The New York Red Bulls may want Kaká, too. Kaká publicly expressed his interest in playing for New York before Brazil's recent friendly against Colombia in New Jersey. He owns an apartment in Manhattan, and his brother Digăo plays for the Red Bulls. However, New York already has all three of its DP slots filled (with Thierry Henry, Tim Cahill and Rafa Márquez), so one of them (Márquez?) would have to depart for Kaká to be able to join the team.
Even then, MLS' rules prevent teams like New York and Los Angeles from competing against each other to sign star players from abroad by getting into bidding wars. According to MLS rules, dibs go to the team that files a "discovery claim" first on a player. (See the section on Discovery Signings here.) An MLS source said no team has filed a discovery claim on Kaká yet, adding that if N.Y. and L.A. were to file a claim on Kaká on the same day (at the start of the next discovery window) the league would likely have to get involved to settle things.

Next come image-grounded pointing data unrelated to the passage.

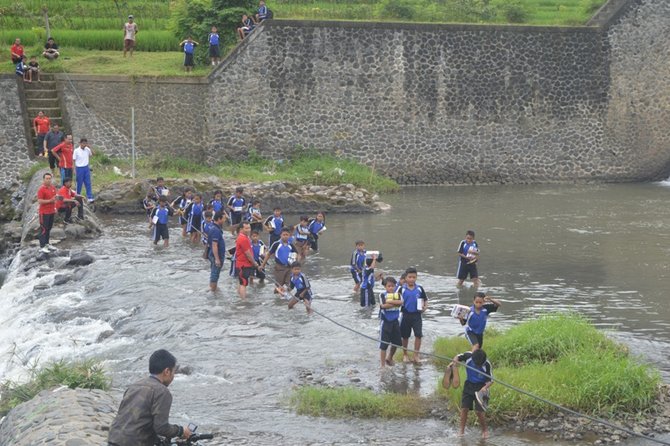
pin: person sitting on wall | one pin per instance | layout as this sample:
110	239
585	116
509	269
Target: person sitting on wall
17	52
246	28
51	49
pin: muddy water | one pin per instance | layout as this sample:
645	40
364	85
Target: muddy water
601	250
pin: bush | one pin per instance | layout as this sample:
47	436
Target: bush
87	374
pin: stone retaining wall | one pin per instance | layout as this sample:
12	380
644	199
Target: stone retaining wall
169	113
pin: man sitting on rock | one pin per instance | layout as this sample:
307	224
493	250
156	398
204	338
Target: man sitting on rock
145	409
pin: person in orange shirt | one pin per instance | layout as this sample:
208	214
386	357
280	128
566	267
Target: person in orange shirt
41	125
63	153
17	51
69	201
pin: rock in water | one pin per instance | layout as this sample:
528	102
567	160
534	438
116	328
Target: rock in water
80	259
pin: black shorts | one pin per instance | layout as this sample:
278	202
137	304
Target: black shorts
468	400
411	322
465	269
161	232
390	333
243	274
474	338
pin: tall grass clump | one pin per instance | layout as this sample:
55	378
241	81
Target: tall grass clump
87	374
564	359
349	402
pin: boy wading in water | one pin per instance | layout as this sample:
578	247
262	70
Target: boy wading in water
476	388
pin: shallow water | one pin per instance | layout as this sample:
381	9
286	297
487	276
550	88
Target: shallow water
600	250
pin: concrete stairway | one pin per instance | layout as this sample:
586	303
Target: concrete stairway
43	96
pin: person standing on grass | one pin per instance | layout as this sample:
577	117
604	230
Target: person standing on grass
41	125
51	140
64	154
82	156
130	31
214	50
189	51
46	197
17	52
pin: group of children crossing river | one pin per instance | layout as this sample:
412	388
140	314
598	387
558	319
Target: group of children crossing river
401	303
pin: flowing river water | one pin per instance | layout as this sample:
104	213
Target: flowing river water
598	249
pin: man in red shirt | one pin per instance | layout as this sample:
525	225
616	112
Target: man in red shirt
41	125
17	51
63	153
244	258
69	201
46	197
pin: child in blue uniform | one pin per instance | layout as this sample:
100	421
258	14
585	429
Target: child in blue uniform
159	218
475	323
303	291
390	302
316	227
193	213
357	264
237	206
468	255
476	387
368	282
414	303
274	225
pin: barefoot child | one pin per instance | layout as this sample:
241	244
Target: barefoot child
414	303
357	263
468	255
390	301
475	323
475	389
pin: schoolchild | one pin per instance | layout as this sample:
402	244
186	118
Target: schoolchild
475	322
303	290
316	227
214	50
236	206
357	264
476	388
390	302
159	218
217	202
258	247
193	213
368	282
180	204
284	255
274	225
301	237
414	303
254	216
468	255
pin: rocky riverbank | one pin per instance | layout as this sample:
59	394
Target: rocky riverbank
125	197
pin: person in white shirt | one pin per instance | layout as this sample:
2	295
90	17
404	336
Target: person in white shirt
82	155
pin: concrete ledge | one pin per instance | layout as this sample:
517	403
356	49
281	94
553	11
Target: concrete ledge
274	23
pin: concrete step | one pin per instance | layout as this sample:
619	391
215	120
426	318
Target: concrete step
46	94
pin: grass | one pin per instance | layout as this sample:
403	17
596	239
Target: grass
87	374
561	358
351	402
308	168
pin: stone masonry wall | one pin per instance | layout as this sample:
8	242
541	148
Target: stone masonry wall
169	114
13	146
448	103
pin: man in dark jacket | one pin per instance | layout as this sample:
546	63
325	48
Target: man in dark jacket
145	409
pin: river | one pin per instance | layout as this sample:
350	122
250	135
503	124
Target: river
598	249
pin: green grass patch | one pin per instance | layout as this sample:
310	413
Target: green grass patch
308	168
561	358
87	374
349	402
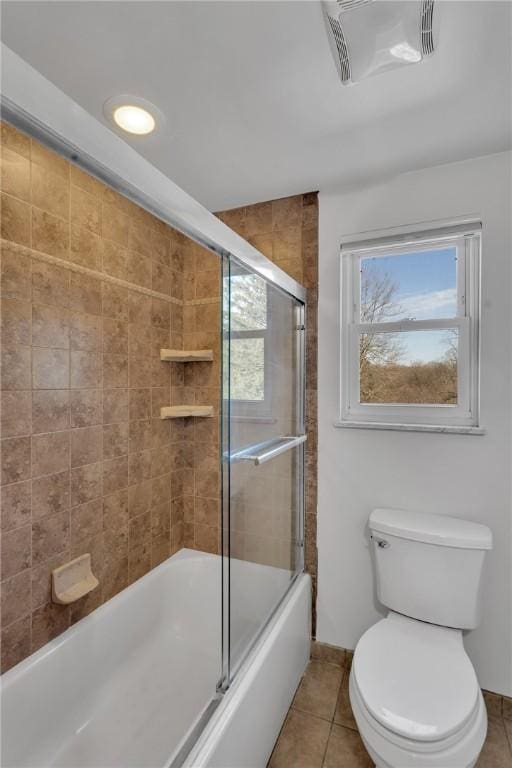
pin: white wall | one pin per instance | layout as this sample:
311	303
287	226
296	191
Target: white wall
463	475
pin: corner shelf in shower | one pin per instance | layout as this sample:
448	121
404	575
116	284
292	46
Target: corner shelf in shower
186	355
184	411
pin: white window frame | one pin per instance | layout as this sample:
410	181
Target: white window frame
466	413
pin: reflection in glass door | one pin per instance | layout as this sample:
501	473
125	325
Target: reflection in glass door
263	452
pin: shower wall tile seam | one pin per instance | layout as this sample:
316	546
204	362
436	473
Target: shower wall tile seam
79	269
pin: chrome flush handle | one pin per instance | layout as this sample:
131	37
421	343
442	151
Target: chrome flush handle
382	543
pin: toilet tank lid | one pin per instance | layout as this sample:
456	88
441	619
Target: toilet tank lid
431	529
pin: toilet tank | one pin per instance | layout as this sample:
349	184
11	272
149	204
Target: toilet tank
429	567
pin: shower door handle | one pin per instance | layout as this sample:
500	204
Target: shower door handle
265	451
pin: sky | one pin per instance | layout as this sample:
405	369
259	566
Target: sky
426	289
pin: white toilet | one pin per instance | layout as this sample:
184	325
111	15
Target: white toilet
413	689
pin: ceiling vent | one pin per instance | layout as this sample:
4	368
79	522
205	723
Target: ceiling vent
368	37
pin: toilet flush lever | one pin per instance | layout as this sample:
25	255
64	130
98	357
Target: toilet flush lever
382	543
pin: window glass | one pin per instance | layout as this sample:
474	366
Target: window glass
421	285
248	303
248	368
409	367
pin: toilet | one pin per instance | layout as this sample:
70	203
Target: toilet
413	690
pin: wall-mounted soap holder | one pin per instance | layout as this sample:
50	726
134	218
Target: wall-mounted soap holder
73	580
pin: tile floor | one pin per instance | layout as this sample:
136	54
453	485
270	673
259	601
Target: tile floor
320	730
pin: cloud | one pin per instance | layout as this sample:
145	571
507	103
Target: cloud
428	306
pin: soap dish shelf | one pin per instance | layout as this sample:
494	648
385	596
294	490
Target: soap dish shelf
73	580
185	411
186	355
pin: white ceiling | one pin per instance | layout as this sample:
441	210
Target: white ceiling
254	109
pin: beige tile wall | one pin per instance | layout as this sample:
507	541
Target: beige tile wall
91	290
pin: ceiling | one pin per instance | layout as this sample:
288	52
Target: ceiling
254	109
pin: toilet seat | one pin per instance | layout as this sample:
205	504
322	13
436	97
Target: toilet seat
415	679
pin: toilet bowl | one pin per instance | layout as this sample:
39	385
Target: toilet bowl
413	689
415	696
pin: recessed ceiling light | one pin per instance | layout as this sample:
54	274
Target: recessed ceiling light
134	119
133	114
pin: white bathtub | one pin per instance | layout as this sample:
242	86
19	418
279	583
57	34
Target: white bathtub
125	686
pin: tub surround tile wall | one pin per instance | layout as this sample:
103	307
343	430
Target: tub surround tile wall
91	290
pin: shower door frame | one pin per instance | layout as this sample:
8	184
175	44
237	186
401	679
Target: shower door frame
228	670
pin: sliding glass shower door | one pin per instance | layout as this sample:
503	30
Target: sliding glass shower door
263	453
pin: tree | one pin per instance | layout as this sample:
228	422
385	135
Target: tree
377	349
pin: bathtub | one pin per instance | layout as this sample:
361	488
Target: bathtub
133	685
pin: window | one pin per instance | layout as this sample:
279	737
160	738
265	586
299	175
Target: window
249	380
410	330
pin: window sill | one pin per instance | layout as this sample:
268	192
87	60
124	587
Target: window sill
450	430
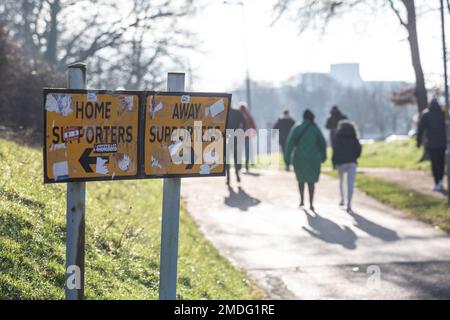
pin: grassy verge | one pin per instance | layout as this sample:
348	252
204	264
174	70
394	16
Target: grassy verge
122	239
418	205
396	154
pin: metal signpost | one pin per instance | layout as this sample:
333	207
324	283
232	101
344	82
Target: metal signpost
170	219
98	135
75	212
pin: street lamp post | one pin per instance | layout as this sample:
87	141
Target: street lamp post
247	72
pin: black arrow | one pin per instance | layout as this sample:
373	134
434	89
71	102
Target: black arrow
86	160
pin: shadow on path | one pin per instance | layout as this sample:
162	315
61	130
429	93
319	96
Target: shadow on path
240	199
374	229
328	231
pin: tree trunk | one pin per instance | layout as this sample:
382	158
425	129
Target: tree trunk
52	35
411	26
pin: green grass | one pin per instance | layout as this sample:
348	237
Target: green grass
418	205
396	154
123	223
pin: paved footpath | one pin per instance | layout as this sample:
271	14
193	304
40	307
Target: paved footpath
375	253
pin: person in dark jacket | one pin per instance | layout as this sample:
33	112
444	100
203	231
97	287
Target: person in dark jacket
346	151
284	125
432	124
236	120
332	122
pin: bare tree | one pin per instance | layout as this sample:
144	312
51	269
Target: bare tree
318	13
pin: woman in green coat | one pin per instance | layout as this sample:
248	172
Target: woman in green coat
306	150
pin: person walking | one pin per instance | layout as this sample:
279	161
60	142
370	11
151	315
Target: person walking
332	122
250	132
235	121
306	150
284	125
432	124
346	151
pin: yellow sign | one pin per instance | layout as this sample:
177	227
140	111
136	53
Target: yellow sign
90	135
184	134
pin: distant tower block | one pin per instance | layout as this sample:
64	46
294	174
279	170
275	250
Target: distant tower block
347	74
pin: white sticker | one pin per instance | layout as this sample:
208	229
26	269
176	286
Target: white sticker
127	103
215	108
206	169
60	103
211	157
61	170
92	97
100	166
124	164
175	147
155	163
185	99
158	107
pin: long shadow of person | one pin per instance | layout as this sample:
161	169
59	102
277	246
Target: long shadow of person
328	231
240	199
373	228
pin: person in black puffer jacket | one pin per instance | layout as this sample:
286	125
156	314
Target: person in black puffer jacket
432	123
346	151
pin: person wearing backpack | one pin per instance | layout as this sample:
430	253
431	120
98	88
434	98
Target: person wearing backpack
346	151
306	150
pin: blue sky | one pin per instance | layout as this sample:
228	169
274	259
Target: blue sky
373	39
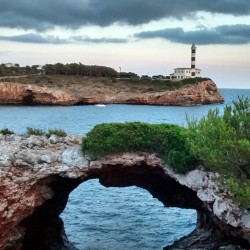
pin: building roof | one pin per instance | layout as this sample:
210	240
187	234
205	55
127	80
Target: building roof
186	69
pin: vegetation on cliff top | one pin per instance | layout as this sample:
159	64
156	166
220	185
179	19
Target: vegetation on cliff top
67	76
218	142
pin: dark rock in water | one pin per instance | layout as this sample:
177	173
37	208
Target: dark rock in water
37	175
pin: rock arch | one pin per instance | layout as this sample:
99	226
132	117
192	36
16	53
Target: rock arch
38	174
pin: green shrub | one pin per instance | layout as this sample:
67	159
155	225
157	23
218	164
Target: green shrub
6	131
34	131
222	143
58	132
112	138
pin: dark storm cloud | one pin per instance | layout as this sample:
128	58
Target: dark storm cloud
37	38
34	38
98	40
225	34
46	14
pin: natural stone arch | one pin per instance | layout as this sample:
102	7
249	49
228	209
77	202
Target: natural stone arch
40	173
44	229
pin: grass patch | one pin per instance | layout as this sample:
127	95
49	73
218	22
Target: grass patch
167	140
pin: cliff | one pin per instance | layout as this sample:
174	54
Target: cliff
204	92
38	173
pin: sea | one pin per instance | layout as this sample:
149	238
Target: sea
115	218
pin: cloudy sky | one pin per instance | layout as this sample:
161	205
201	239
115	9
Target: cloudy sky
142	36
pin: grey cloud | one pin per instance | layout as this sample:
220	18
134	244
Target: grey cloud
33	38
225	34
46	14
99	40
37	38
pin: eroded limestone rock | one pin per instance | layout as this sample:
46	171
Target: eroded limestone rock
37	174
205	92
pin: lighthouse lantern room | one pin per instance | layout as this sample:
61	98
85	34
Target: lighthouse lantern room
183	73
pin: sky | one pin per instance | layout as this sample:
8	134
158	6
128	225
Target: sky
147	37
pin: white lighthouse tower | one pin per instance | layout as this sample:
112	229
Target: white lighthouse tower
183	73
193	55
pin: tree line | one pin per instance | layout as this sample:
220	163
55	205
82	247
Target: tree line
79	70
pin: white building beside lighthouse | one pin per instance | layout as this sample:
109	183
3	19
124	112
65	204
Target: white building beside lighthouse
183	73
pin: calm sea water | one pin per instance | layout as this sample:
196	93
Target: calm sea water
114	218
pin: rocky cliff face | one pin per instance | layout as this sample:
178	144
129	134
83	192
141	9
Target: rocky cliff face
15	93
37	174
205	92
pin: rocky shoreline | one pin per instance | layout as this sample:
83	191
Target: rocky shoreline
205	92
38	173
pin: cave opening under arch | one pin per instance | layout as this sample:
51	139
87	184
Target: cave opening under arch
45	230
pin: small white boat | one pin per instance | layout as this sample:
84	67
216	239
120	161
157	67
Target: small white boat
100	105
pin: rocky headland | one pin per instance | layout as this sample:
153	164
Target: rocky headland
38	173
27	91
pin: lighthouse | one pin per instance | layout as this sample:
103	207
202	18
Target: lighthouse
193	55
183	72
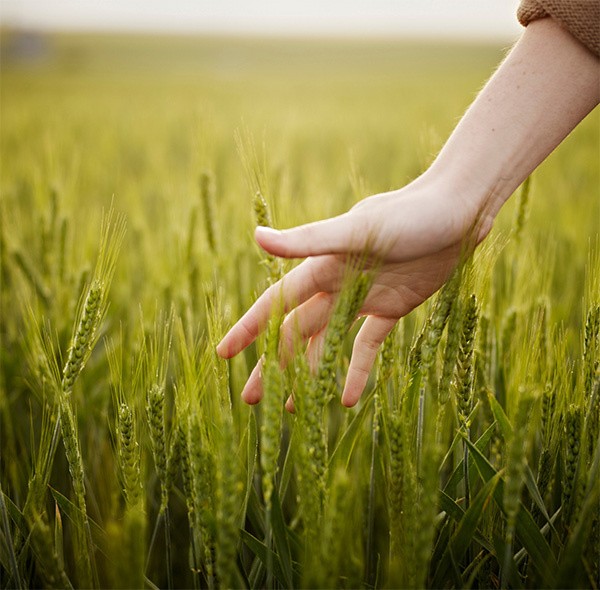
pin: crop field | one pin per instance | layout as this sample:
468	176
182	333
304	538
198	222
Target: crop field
133	172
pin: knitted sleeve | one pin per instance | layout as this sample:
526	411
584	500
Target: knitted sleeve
580	17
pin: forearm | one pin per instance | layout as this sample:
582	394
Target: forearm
548	83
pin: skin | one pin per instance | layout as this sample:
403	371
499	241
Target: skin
546	85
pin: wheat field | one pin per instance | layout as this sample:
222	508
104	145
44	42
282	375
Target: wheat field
129	181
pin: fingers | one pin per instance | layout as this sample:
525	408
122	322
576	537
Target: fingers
301	283
306	320
368	340
337	235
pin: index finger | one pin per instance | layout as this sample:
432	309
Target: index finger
323	273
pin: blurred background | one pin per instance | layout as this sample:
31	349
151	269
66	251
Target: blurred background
482	19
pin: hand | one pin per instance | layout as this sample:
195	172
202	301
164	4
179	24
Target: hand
546	85
415	234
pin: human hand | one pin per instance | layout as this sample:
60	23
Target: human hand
416	237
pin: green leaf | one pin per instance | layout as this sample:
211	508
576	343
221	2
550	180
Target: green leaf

One thing is clear, though: Leiweke's stated interest in Kaká is something New York has yet to match publicly, and L.A. actually has a DP slot free with Beckham's departure. To hear Leiweke talk, his main concern is Real Madrid and whether or not the club will try to play hardball on a transfer fee. Patience isn't exactly Leiweke's strong suit, but he understands that may be required here. "As you know, sometimes the summer window is more important than the winter window [in MLS]," he said. "We do know where we're going, and that may mean we've got to be patient.
"It's up to Real Madrid to tell us when they want to engage. But [Kaká] is a player within their system, and because I am a fan and a partner of Real Madrid, we will absolutely follow their lead on whether or not they want to have this conversation and when they want to have it. In the meantime, I'm not going to go out and do anything that ultimately prevents us from having that conversation."